This week, instead of a specific topic, I will provide some questions that I scripted after reading many of the articles from the sidebar. Many teachers provide their students with so-called "Essential Questions" that guide deeper thinking around the subject at hand. A good "Essential Question" should be a question that two or more people require three or more beers in order to get to the heart of the issue. So, if you are in search of a talking point or two for your date, or are just tired of watching "Arrested Development" reruns, I hope you will consider the following questions around school reform:
a) Can a white teacher in a Black/Latino school be as effective as a Black or Latino teacher?
b) Is there room in the school day for community organizing for social change in the age of NCLB?
c) Are the benefits of pushing the higher kids greater than the risk of inequality in a school?
d) What are the teacher’s responsibilities with respect to interaction between students regarding each other's skill level?
e) Is the promise of success for children at the expense of teacher liberty an effective way to recruit promising new teachers? In other words, are scripted curricula acceptable?
f) If education gets so good that people leave, should the education level be lowered to ensure parity in potentially drained communities?
g) Whose responsibility is it to ensure that brain-drains don’t become epidemic?

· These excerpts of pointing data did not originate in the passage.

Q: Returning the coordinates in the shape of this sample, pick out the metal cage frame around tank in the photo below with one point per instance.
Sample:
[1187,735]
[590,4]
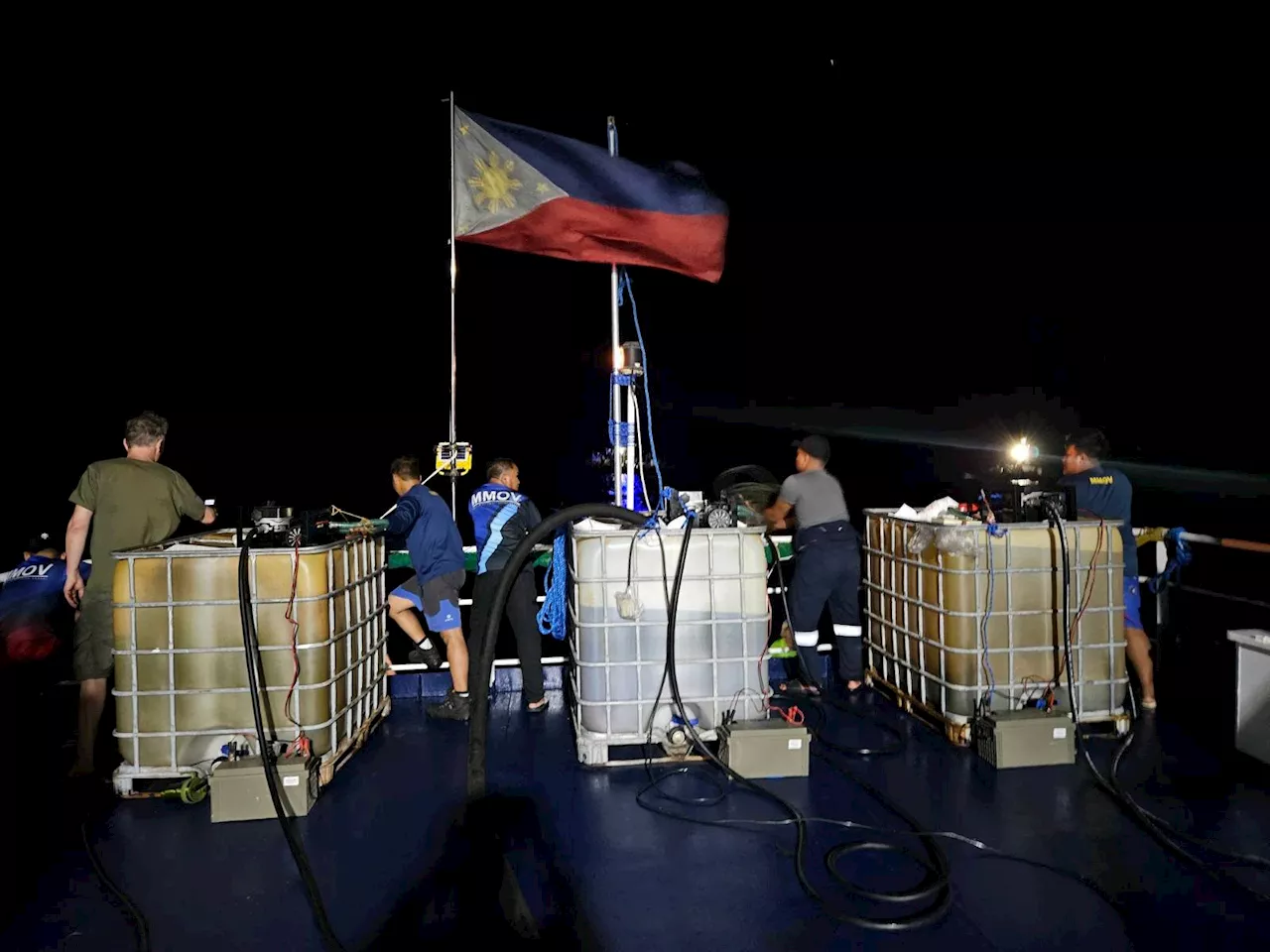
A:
[902,604]
[363,585]
[593,746]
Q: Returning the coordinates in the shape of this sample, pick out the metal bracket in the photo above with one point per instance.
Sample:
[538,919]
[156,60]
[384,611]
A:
[453,457]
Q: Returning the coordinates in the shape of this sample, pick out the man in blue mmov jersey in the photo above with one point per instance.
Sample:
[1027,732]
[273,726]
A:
[437,555]
[32,607]
[1103,493]
[503,517]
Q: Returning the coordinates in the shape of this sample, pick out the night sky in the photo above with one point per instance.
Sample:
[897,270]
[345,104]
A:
[912,268]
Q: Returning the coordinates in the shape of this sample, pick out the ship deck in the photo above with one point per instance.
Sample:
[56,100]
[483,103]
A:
[601,873]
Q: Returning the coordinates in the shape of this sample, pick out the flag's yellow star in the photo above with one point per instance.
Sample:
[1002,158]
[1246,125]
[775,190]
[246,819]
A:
[493,184]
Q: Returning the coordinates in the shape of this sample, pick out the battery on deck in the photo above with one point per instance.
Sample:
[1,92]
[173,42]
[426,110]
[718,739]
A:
[1028,738]
[771,748]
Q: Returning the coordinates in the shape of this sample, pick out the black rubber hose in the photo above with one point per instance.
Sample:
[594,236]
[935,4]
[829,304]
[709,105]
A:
[477,678]
[139,920]
[252,655]
[1157,830]
[935,887]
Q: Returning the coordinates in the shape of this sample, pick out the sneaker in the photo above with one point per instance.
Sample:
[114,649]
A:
[430,656]
[454,707]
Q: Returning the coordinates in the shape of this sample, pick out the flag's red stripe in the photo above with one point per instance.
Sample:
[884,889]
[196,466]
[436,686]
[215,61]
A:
[583,231]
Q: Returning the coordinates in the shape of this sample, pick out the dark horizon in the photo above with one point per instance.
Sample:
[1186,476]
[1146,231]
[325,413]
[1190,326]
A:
[925,272]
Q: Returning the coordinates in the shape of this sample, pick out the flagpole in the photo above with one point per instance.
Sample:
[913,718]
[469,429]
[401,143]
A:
[616,411]
[453,340]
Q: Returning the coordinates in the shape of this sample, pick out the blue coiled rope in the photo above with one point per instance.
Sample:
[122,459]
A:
[1176,561]
[553,617]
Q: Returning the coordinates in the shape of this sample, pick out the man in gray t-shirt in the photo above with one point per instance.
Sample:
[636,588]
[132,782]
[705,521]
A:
[826,565]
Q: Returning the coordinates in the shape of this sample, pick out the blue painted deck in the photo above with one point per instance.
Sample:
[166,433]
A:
[639,881]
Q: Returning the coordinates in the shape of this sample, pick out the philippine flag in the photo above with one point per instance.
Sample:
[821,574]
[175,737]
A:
[527,190]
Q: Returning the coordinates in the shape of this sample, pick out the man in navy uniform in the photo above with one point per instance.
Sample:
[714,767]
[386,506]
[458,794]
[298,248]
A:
[437,555]
[826,567]
[503,517]
[1103,493]
[32,608]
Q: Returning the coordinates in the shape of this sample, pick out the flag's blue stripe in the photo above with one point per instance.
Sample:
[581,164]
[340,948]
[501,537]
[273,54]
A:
[588,173]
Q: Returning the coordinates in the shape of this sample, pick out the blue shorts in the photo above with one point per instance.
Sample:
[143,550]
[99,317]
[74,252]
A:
[437,599]
[1132,604]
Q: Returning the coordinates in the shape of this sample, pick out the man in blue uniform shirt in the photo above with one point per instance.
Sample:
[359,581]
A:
[32,603]
[437,555]
[503,517]
[1103,493]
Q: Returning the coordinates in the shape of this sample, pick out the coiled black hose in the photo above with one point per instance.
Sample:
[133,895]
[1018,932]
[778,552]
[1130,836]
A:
[477,733]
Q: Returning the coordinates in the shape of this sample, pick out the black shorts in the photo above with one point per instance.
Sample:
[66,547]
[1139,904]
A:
[437,599]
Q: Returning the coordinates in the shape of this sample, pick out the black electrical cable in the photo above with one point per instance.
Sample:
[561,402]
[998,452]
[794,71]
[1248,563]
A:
[1229,857]
[477,733]
[934,889]
[897,744]
[254,662]
[1160,832]
[139,920]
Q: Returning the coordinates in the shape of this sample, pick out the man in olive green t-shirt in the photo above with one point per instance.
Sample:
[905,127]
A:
[128,503]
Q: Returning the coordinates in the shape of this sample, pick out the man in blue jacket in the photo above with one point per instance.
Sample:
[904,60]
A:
[32,607]
[437,555]
[503,517]
[1103,493]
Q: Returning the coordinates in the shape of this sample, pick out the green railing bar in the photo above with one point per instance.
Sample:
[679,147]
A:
[400,558]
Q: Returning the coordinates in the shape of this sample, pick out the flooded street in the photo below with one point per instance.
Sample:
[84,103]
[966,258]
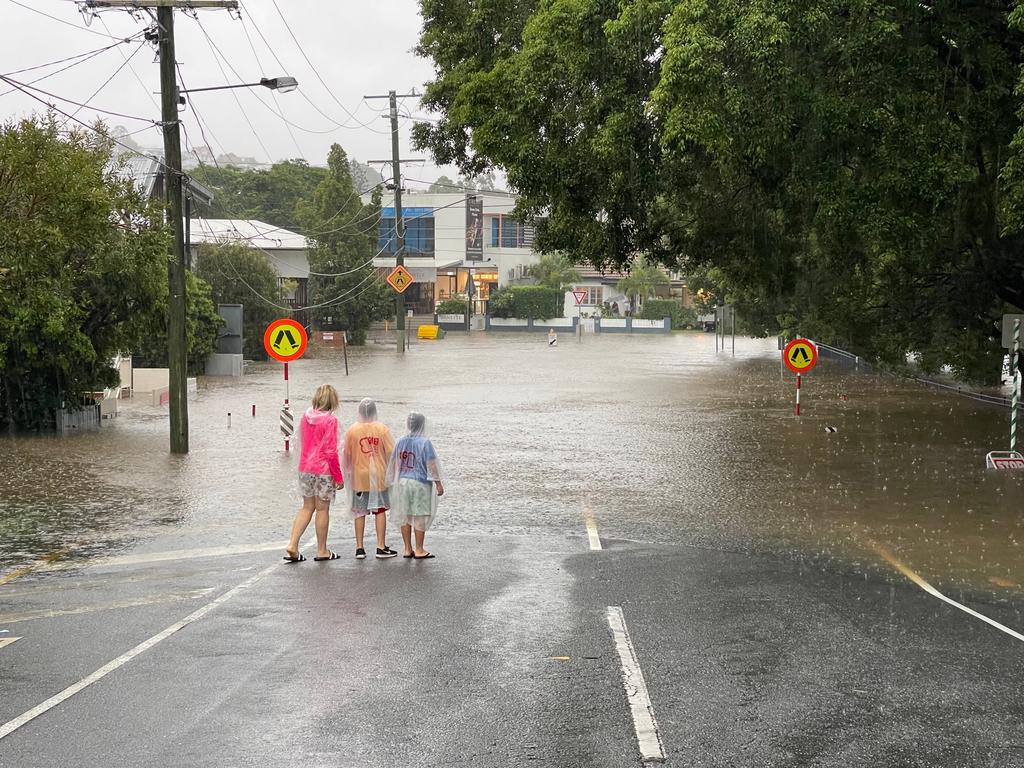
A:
[620,510]
[658,439]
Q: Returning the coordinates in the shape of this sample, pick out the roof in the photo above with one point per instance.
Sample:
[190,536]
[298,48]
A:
[250,231]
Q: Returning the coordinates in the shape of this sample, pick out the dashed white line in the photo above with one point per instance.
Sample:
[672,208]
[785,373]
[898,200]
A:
[648,738]
[12,725]
[595,540]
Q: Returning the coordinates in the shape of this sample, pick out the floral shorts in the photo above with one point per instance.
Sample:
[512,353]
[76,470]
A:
[320,486]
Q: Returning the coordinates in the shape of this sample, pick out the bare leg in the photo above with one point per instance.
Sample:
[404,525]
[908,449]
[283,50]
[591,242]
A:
[420,552]
[407,539]
[323,523]
[302,518]
[360,527]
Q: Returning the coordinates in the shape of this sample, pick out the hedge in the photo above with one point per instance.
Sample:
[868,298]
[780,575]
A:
[452,306]
[662,308]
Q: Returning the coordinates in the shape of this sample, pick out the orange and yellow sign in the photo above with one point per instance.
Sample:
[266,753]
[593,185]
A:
[399,279]
[800,355]
[285,340]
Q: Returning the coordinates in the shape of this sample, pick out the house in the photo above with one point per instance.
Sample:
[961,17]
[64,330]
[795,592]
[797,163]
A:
[457,243]
[286,251]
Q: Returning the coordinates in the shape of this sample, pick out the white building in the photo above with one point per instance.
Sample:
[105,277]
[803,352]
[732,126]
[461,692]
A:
[452,238]
[287,252]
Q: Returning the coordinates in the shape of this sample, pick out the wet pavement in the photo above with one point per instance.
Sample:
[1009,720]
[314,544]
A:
[755,556]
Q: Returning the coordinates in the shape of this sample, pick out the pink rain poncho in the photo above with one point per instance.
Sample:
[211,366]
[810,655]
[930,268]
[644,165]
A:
[412,472]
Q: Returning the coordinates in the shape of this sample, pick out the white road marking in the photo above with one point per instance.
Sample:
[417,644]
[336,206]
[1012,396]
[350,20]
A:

h) You are the leader of a new high-performing charter school. In the second year of operation, a group of 4 children are caught selling drugs at school. You know that if you kick them out, they will go back to their low-performing public school. The culture of your school may be strong enough to keep them, but you aren't sure. What would you do? Kick them out, or let them stay? Is that different than if you were the leader of a public school?